Standards Conformance
OIDC Web is built on published, interoperable standards. Nothing in the integration is proprietary.
| Standard | Role in OIDC Web |
|---|---|
| OpenID Connect Core 1.0 | The base protocol: authorization endpoint, ID token, userinfo, discovery. |
| OAuth 2.0 (RFC 6749) | The underlying authorization framework. |
| RFC 8414 — Authorization Server Metadata / OIDC Discovery | The /.well-known/openid-configuration document your library reads. |
| RFC 7636 — PKCE | Proof Key for Code Exchange (S256); protects the authorization code in transit. Required for public clients. |
| RFC 9101 — JAR | JWT-Secured Authorization Request: the signed request object.
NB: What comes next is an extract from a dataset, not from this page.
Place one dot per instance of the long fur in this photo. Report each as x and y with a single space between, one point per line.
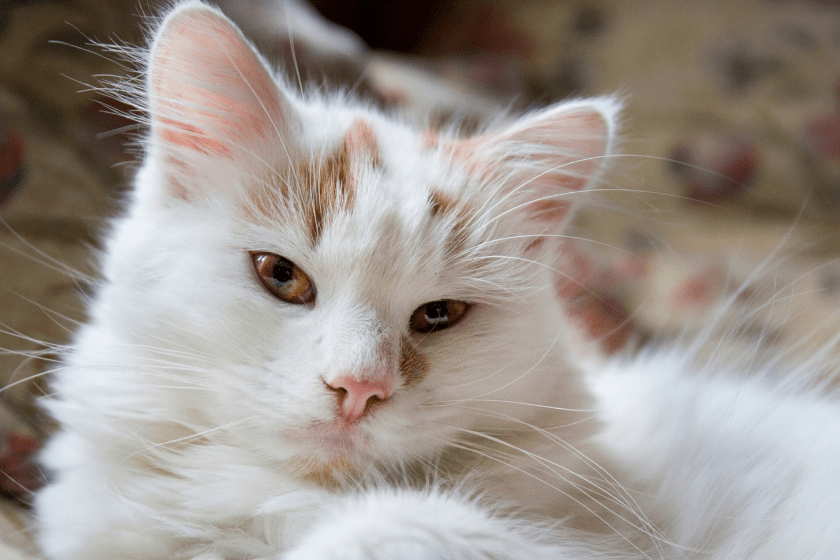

The recommended way to call OIDC Web (see JAR and Signed Authorization Requests). |
| RFC 9126 — PAR | Pushed Authorization Requests: the request is pushed to OIDC Web over a back channel before the browser is redirected. Recommended (see PAR). |
| RFC 9449 — DPoP | Demonstrating Proof-of-Possession: binds access tokens to a client key so a stolen token cannot be replayed. |
| RFC 8705 — mTLS | Mutual-TLS client authentication and certificate-bound access tokens. |
| OpenID Connect CIBA | Client-Initiated Backchannel Authentication: decoupled login without a browser redirect (see CIBA). |
RFC 7523 — JWT client authentication (private_key_jwt) | Asymmetric client authentication at the token endpoint. |
| OIDC RP-Initiated / Front-Channel / Back-Channel Logout | Logout notification to your application, configured at registration. |
| FAPI 2.0 | The Financial-grade API security profile. OIDC Web enforces it for clients configured for signed requests, mandating signed requests, PKCE-S256, and sender-constrained tokens. |
You do not need to read every specification to integrate. A conformant OIDC relying-party library plus this document and the companion Integration & User Guide is enough.